丁寧に淹れられたコーヒーは、すっきりとした飲み口の中にしっかりとした風味が感じられ、日常に寄り添う一杯として親しまれていることが伝わってきました。
北欧のコーヒーカルチャーを体現する存在として、味わいだけでなく空間や思想まで含めて楽しみたくなるブランドです。
今回のスウェーデンブースでは、紅茶やコーヒー、スパイス、スナックなど、多彩なジャンルのブランドが並びながらも、どこか共通して感じられたのは「日常を少し豊かにする」という視点でした。
素材の良さを活かしたシンプルな味わいに、現代的なアイデアやデザインが重なり、無理のないかたちで暮らしに取り入れられる——そんなスウェーデンらしい食の在り方が、ひとつの空間として表現されていたように感じます。
すでに日本でも手に取れる商品も増えつつある中で、こうした取り組みを通じて、スウェーデンの食文化がより身近な存在になっていくのかもしれません。
TRY SWEDISH!とは

今回のスウェーデンブースは、スウェーデン大使館商務部/ビジネススウェーデンが手がけるフードプロジェクト「TRY SWEDISH!」のもとで展開されていました。

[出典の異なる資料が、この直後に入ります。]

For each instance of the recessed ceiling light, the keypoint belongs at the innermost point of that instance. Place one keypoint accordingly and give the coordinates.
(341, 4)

「TRY SWEDISH!」は、スウェーデンの食文化や食材の魅力を世界に発信する取り組みで、これまで各国でイベントやプロモーションを通じてその価値を伝えてきたプロジェクト。
今回のブースでも、紅茶やコーヒー、スパイス、テックスメックスといった多彩なブランドが並び、伝統と現代性が共存するスウェーデンの食の魅力が、ひとつの空間として表現されていました。